Pegue o acaso qualquer um dos poemas do livro e perceberá, enquanto leitor, isso que falei acima. São poemas sobre as várias faces da morte, como “feudo”, o primeiro do livro:

o que resta –

a borda

do precipício

 

palavras mortas

e lábios impuros

 

deixa tua mão migrar

deixa ela colocar

no atrium

do martírio

 

a voz de teu morto

que te corta a jugular

e depõe teus olhos

na escuridão

 

A partir deste primeiro poema, Elmano expõe seu testamento poético sobre a morte. Em “fênix fendida” pergunta quem está por perto dos mortos, “emparedado pela vigília da cidade”. Em “pacto” é cruelmente sincero: “os mortos não-mortos não choram// vestidos de cinzas nos olhos/repartem do morto/ a carne”. Em “pós-escrito” diz que para enganar a morte só se entregando ao diabo. Em “ato contínuo” vê a morte no espelho. Em “Sanhauá” fala da morte-viva do rio. Em “verão”, mostra que “estamos mortos/ confinados em livros/ que se voltam contra nos”. Em “e o triunfo” a morte chega através do sexo. Em “do náufrago”, a morte é desalentadora, de corações outrora apaixonados, hoje reféns apenas da bebida.

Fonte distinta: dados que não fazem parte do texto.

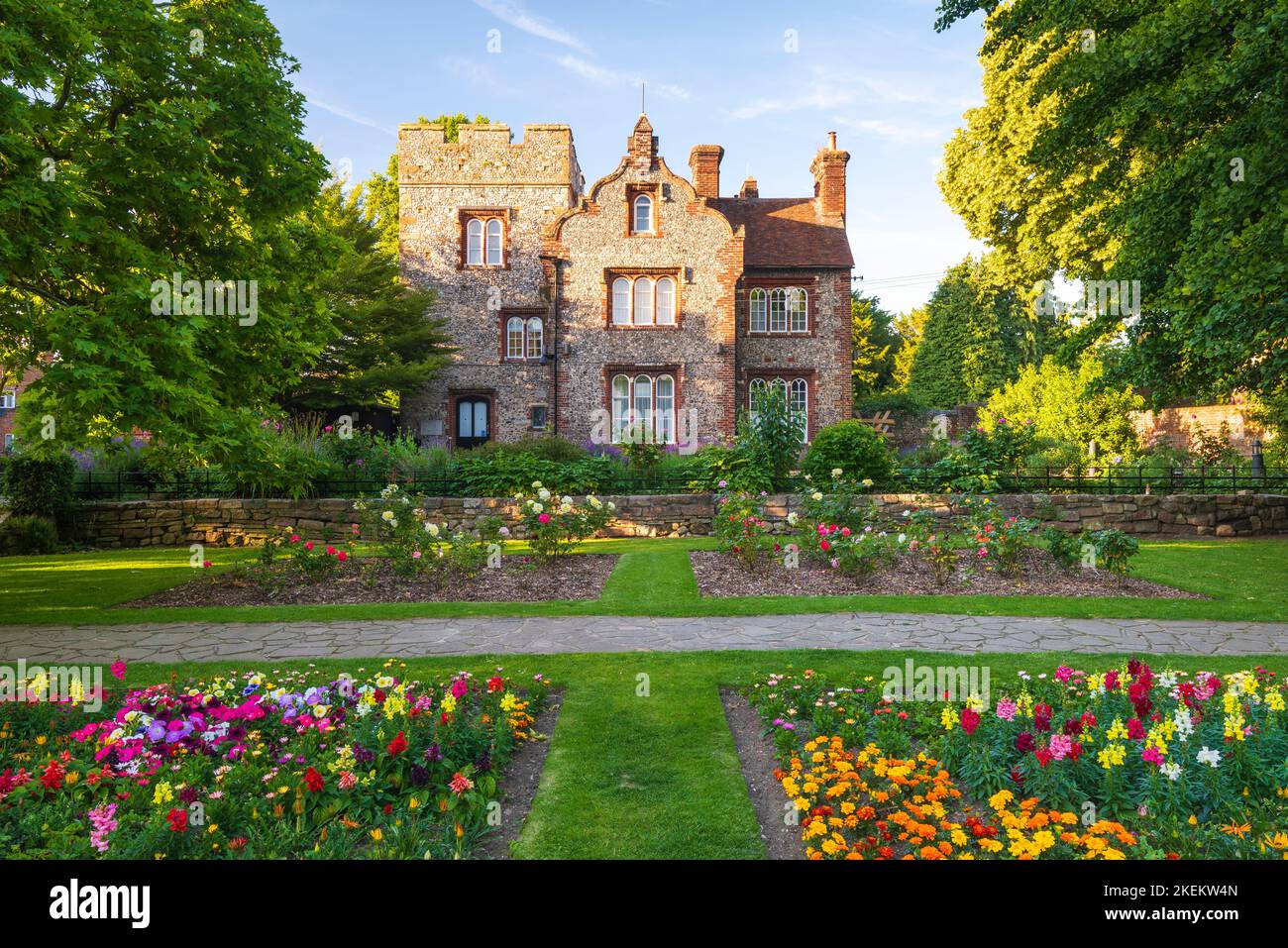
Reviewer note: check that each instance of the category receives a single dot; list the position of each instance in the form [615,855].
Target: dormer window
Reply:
[642,299]
[643,218]
[483,240]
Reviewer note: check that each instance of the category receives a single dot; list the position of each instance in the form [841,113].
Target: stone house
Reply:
[647,308]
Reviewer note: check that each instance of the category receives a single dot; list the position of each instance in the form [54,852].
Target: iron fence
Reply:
[450,483]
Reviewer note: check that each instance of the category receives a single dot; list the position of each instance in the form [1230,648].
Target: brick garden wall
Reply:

Há poemas para todas as mortes. Físicas, espirituais, líricas, dramáticas, trágicas, sem medo de viver poesia. Elmano tem um estilo próprio de fazer poesia. Um estilo que a gente lê com um sorriso de medo nos lábios, tal a graciosidade mórbida de alguns poemas. Os poemas de seu livro de estreia vêm todos acompanhados de epígrafes de nomes célebres da literatura e da história, sobre os temas enfocados. Há poemas curtos e longos no livro, há homenagem a Augusto dos Anjos em mais de uma oportunidade, como neste “deserção”:

 

semeio

em teus cabelos

meu medo

 

na tua boca

o escarro corrompido

de augusto

 

e no teu clã imemorial

os mares calcinados de Júpiter

 

Guimarães Rosa falou que a morte é para quem morre. Ouso discordar do mestre mineiro. A morte é também para quem vive. Basta ler os poemas de Elmano Menezes e conhecer os vários tipos de mortes que existem em nossa vida.

 

Linaldo Guedes é poeta, jornalista e editor. Com 11 livros publicados e textos em mais de trinta obras nos mais diversos gêneros, é membro-fundador da Academia Cajazeirense de Artes e Letras (Acal), mestre em Ciências da Religião e editor na Arribaçã Editora. Reside em Cajazeiras, Alto Sertão da Paraíba, e nasceu em 1968.